On Wed, 2006-01-11 at 09:27 -0800, edwarner99@xxxxxxxxx wrote:
> I have searched the internet for this answer, but to
> have not been able to find one.
Are you including the names of the software that you're trying to use?
e.g. dynamic +DNS +bind +dhcpd
Or you might want to try guessing at a title someone might have used for
a tutorial or howto for that sort of thing (e.g. "local DNS serving
using BIND").
> What is the proper syntax for "allow-transfer { lan; }" to do updates
> using my RNDC key? Per my example below, it does allow it but when I
> start named, I get an error that allowing update via IP address is
> insecure.
You might want to say what you want to use to update the DNS records.

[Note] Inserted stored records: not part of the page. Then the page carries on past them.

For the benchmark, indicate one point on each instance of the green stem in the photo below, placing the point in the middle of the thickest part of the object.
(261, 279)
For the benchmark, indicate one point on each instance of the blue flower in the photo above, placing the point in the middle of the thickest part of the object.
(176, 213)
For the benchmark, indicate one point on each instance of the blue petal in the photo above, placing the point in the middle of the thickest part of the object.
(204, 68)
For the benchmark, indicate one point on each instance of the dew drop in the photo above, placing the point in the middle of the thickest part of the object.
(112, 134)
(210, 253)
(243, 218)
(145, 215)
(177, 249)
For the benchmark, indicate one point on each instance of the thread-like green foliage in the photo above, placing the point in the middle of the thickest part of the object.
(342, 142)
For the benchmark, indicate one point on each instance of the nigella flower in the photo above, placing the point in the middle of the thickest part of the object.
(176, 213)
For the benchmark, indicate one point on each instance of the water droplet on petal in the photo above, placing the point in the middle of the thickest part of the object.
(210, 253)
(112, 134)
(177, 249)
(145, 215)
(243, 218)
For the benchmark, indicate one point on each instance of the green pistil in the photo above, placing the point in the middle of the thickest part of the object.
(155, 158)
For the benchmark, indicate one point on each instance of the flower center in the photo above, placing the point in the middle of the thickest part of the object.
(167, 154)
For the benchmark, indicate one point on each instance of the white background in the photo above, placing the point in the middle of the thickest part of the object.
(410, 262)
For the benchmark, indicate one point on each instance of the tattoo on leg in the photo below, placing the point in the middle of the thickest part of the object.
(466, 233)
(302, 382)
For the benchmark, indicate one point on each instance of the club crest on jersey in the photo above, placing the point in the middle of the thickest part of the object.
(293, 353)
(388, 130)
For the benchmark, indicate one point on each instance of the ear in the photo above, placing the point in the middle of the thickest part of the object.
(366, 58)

I've done it with my DHCP server and BIND, but other things might
require a different approach (e.g. dynamic name hosting over the WWW,
like dyndns). I've dropped in a few notes, below, about what worked for
me.
> // Define address range for the local domain.
> acl lan {
> 192.168.100/24;
> 127.0.0.0/24;
> };
>
> options {
> directory "/var/named";
> allow-query { lan; };
> allow-recursion { lan; };
> allow-transfer { lan; };
> listen-on {
> 127.0.0.1;
> 192.168.100.1;
> };
>
> };
I think you'll need to add:
controls {
inet 127.0.0.1 allow { localhost; } keys { rndckey; };
};
> // Localhost Zones
> zone "localhost" IN {
> type master;
> file "localhost.zone";
> allow-update { lan; };
> };
And change the allow-updates to:
allow-update { key "rndckey"; };
Since I think you *can't* allow updating by IP, alone, anymore.
> // Provide a reverse lookup for the loopback address
> 127.0.0.1
> zone "0.0.127.in-addr.arpa" IN {
> type master;
> file "named.local";
> allow-update { lan; };
> };
I don't think you want to allow 127.0.0.1 to be updated.
--
Don't send private replies to my address, the mailbox is ignored.
I read messages from the public lists.